Quem conhece os meandros da política israelense, no entanto, entende que não é assim tão simples. A complexidade vem do fato de que Netanyahu tenta continuar no poder para conseguir imunidade parlamentar em meio a seu indiciamento por corrupção pela promotoria pública. Para isso, ele precisa estar à frente de um governo com mais de 61 parlamentares que aceitem apoiar esse pedido de imunidade. Ele não concebe ir aos tribunais e, quem sabe, ser condenado.

Mas Netanyahu não é o único que aparentemente pensa apenas em sua sobrevivência política mais do que no bem do país. O ex-ministro da Defesa e ex-Chanceler Avigdor Lieberman, líder do partido Israel Beitenu (Israel Nossa Casa), tenta se estabelecer como peça fundamental no xadrez político israelense para, quem sabe em breve, se tornar premiê. Para ele, mais do que formar um governo, ver seus rivais falhando talvez seja mais lucrativo – politicamente falando.
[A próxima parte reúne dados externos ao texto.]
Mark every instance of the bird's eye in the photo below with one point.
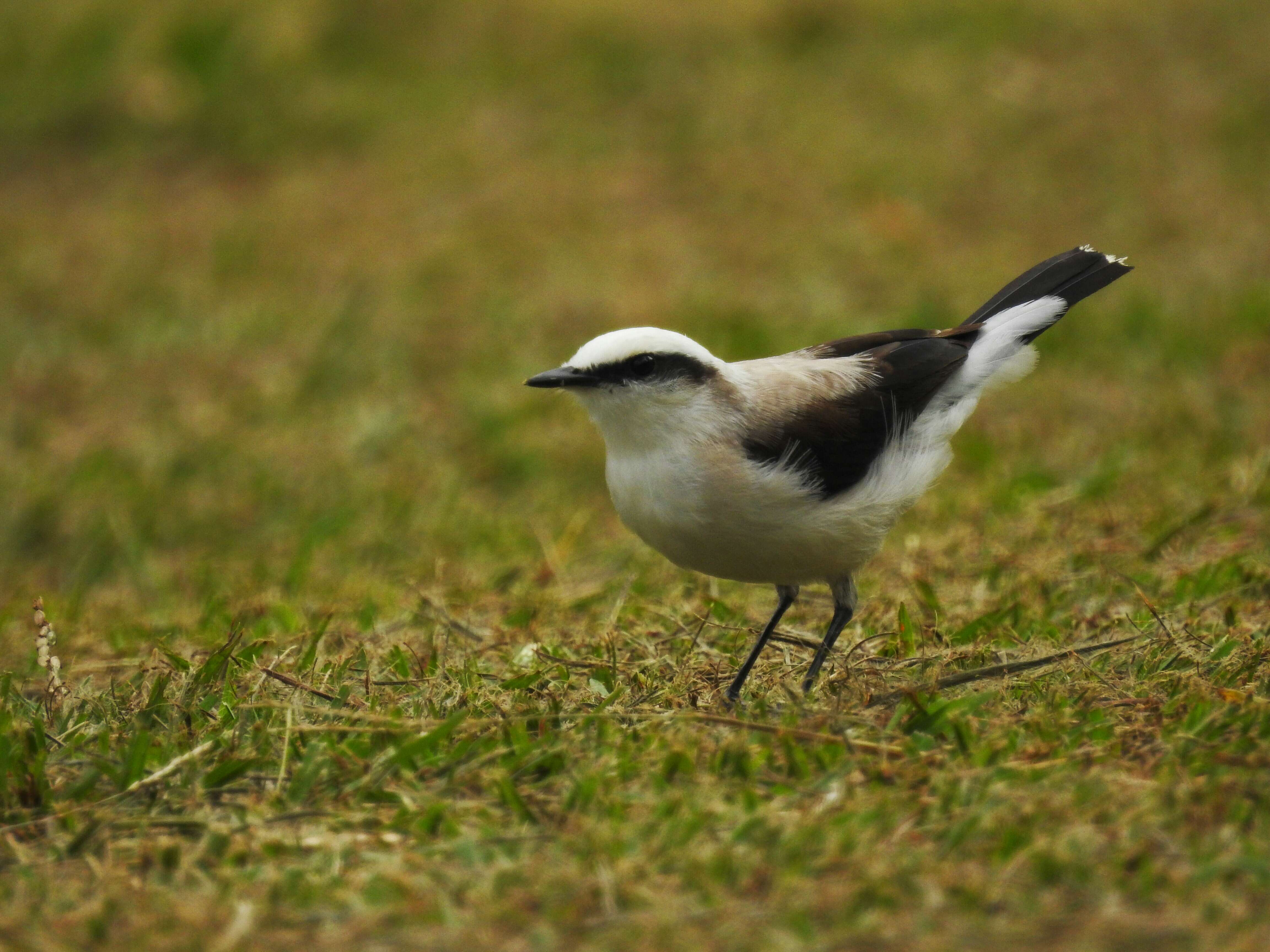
(643, 365)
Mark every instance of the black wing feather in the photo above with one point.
(835, 442)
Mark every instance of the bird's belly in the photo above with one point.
(705, 511)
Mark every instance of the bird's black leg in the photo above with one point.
(785, 596)
(844, 607)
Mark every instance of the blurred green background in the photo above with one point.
(272, 272)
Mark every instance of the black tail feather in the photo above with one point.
(1071, 276)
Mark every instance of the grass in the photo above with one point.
(271, 277)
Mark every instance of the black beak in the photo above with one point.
(563, 377)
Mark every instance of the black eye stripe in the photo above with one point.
(653, 369)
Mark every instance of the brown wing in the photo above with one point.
(835, 442)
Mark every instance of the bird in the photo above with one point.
(790, 470)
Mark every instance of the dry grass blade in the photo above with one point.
(872, 747)
(996, 671)
(300, 686)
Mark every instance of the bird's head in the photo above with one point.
(636, 376)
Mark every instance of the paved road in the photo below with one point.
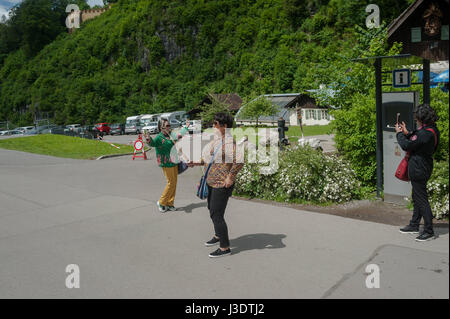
(101, 215)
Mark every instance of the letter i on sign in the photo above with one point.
(373, 20)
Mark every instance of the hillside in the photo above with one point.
(151, 56)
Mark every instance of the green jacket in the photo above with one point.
(163, 145)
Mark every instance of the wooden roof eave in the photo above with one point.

Já Benny Gantz, um ex-comandante das Forças Armadas que se tornou a esperança dos seculares e centristas israelenses, prefere não cogitar uma aliança com Netanyahu ou com Lieberman para não ser taxado de “fraco” e “inexperiente. Melhor novas eleições do que fazer concessões demais ao se unir a um primeiro-ministro sob indiciamento ou a um ex-ministro da Defesa que, apesar de prometer a seus eleitores questões liberais como casamentos mistos e transporte público no shabat, é tido como mão-dura na questão palestina.

 No meio disso tudo, os partidos ultraortodoxos não cogitam abrir mão de suas plataformas tradicionais (promoção de leis religiosas, isenção do alistamento militar para jovens haredim e etc) e os ultra-direitistas se encastelam na ideia de uma Grande Terra de Israel (anexação da Cisjordânia e a promoção de mais assentamentos por lá).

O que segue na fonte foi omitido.